Abstract
Seizure occurrence in epilepsy is governed by biological rhythms, challenging the traditional view of seizures as random events. Circadian and multidien cycles shape seizure risk, with patient-specific chronotypes and stable temporal patterns observed across epilepsy types. The Molecular Oscillations and Rhythmicity of Epilepsy hypothesis posits that molecular oscillations—particularly those involving core clock genes and region-specific protein expression—create dynamic windows of increased seizure susceptibility. In epilepsy, these rhythms are altered, amplifying seizure risk through metabolic and genetic reorganization. Seizure timing is also modulated by hormonal cycles in women with catamenial epilepsy. Estrogen promotes seizures, while progesterone and its metabolite allopregnanolone are protective. Three distinct catamenial patterns guide diagnosis and treatment, though evidence for hormonal therapies remains limited. Personalized approaches, including adjunctive medications and cycle-specific dosing, may reduce seizure burden. Importantly, sudden unexpected death in epilepsy predominantly occurs at night, implicating sleep, circadian timing, and environmental factors. Nocturnal vulnerability is conserved across species, suggesting a biological mechanism potentially involving serotonin, which regulates respiration, cardiac function, and arousal. Finally, chronotherapeutic approaches offer a promising avenue for epilepsy management by aligning treatment with seizure timing. Time-adjusted dosing of antiseizure medications has shown improved outcomes in patients with predictable seizure patterns. Future strategies may include closed-loop systems and biomarker-guided interventions to shift seizure susceptibility rhythms. Together, these findings underscore the importance of temporal biology in epilepsy. Understanding when seizures occur provides insight into why they occur, paving the way for personalized, rhythm-informed care that enhances prediction, prevention, and treatment.
Keywords: circadian, multidien, chronotherapeutics, catamenial, sudden unexpected death in epilepsy
Circadian and Multidien Rhythms Shape Seizure Risk
The apparent randomness of seizure occurrence has long challenged our understanding of epilepsy. However, emerging evidence reveals that seizures follow predictable temporal patterns operating across multiple timescales, fundamentally reshaping our conceptualization of epilepsy from a disorder of unpredictable events to one governed by biological rhythms.1–3 This chronobiological perspective offers profound implications for seizure prediction, therapeutic timing, and our mechanistic understanding of epilepsy. 1 4–9
Pervasive Temporal Patterns in Seizure Occurrence
Recent analyses of long-term electroencephalographic recordings demonstrate that most patients exhibit circadian seizure cycles, with distinct chronotypes emerging based on preferred timing.10–12 These patterns manifest as morning, afternoon, evening, early night, or late-night preferences, often specific to individual patients but usually stable over years.
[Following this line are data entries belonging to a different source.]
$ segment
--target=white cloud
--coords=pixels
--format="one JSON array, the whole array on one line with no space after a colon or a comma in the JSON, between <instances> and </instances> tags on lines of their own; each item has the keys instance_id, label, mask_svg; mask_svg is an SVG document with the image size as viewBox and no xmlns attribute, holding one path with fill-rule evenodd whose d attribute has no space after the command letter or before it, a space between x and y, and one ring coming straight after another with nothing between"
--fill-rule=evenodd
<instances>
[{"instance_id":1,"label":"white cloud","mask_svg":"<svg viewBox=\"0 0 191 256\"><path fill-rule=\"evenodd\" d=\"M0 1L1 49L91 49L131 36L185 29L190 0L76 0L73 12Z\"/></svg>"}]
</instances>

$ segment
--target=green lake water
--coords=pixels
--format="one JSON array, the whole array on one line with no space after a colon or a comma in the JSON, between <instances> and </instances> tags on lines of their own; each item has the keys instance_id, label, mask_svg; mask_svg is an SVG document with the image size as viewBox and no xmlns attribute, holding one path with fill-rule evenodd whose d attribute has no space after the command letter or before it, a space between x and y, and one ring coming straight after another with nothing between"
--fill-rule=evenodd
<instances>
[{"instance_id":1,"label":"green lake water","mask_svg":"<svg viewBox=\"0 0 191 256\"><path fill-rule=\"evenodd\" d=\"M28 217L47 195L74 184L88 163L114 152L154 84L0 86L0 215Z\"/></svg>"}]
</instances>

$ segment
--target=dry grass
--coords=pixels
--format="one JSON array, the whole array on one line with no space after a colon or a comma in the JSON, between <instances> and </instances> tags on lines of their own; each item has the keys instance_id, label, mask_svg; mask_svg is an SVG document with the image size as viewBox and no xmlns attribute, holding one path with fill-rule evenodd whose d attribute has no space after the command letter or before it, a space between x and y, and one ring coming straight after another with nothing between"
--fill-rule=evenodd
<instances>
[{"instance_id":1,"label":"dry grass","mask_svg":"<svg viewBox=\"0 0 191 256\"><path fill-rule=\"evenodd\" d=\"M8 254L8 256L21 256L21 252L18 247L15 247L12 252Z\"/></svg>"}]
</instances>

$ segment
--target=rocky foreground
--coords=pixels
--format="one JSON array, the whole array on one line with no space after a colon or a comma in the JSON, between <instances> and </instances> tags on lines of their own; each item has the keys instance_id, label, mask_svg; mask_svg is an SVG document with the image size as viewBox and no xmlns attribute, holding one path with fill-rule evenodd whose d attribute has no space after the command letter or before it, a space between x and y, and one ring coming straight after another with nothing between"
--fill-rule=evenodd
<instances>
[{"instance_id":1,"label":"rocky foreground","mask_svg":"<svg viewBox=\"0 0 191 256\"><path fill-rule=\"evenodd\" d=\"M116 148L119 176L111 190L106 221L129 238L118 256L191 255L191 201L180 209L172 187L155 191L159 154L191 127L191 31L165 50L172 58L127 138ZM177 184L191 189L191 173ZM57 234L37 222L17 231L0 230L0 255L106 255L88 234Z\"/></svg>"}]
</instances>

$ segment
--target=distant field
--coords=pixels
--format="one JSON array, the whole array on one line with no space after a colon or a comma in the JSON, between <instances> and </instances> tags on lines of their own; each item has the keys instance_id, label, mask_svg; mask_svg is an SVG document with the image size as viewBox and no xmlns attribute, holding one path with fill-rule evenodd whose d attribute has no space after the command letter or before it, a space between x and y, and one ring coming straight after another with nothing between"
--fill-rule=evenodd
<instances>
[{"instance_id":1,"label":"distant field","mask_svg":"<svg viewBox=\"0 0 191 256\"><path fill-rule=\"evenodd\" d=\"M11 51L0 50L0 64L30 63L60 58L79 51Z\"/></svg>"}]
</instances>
The circadian influence on seizure timing varies by epilepsy type and seizure focus: temporal lobe seizures frequently show bimodal patterns with afternoon and evening peaks, while frontal lobe seizures predominantly occur nocturnally.13–15
Beyond circadian rhythms, multidien (multiday) cycles represent an equally important yet underappreciated dimension of seizure timing. Again, most patients display multidien seizure cycles with periodicities ranging from a few days to months. These longer rhythms show remarkable stability within individuals over months to years, yet vary considerably between patients. 12 Crucially, seizures tend to occur preferentially during the rising phase of these multidien cycles, providing a mechanistic framework for understanding seizure clustering and the long-range temporal dependencies observed in epilepsy.12,15
The strength of multidien modulation equals that of circadian rhythms in many patients, with phase-locking values comparable between the two timescales. This finding underscores that seizure risk prediction requires integration of information across multiple temporal domains, not simply circadian considerations alone. 13
Molecular Mechanisms: The Molecular Oscillations and Rhythmicity of Epilepsy Hypothesis
What biological mechanisms could account for these robust temporal patterns in seizure risk? The Molecular Oscillations and Rhythmicity of Epilepsy (MORE) hypothesis provides a mechanistic framework. 4 At its core lies the recognition that circadian molecular oscillations are ubiquitous throughout the body, with approximately 43% of protein-coding genes showing circadian rhythmicity across twelve mouse organs. 16
These molecular oscillations arise from transcriptional–translational feedback loops involving core clock genes (CLOCK, BMAL1, PER, CRY) that generate approximately 24 h cycles in gene and protein expression. 17 Importantly, the brain displays region-specific patterns of molecular rhythmicity. In the forebrain, two-thirds of synaptic proteins oscillate in a circadian manner.18,19 In the hippocampus alone, numerous genes and proteins oscillate in a circadian fashion in control mice, with different brain regions exhibiting distinct sets of rhythmic transcripts. 20
The molecular architecture of neural networks thus undergoes continuous remodeling throughout the 24 h cycle. This dynamic landscape may create temporal windows when networks approach seizure threshold through coordinate changes in ion channel expression, neurotransmitter synthesis, metabolic enzyme activity, among many possible mechanisms. The MORE hypothesis proposes that these molecular oscillations provide the necessary conditions for seizure occurrence, though additional factors are required since seizures do not occur at every permissive phase. 4
Altered Molecular Dynamics in Epilepsy
In experimental epilepsy, the rules governing molecular rhythmicity are altered: 30% more genes show circadian rhythmicity, but only one-fourth oscillate in both conditions. Notably, core clock genes gain oscillation amplitude in epilepsy, potentially amplifying downstream rhythmic processes. 20 Metabolism illustrates this concept. While control tissue shows enhanced oxidative phosphorylation from morning to afternoon with stable aerobic glycolysis, epileptic tissue demonstrates the opposite pattern: decreased oxidative metabolism and increased glycolysis over the same timeframe. Such metabolic reorganization may contribute to time-dependent changes in seizure susceptibility by altering the energetic state of neural networks.20,21
The spatial specificity of molecular changes helps explain individual differences in seizure chronotypes. Since different brain regions display distinct sets of oscillating genes, the combination of affected circuits in each patient likely determines their unique seizure timing pattern. This regional specificity also accounts for the observation that seizure chronotypes vary with epilepsy syndrome and seizure focus.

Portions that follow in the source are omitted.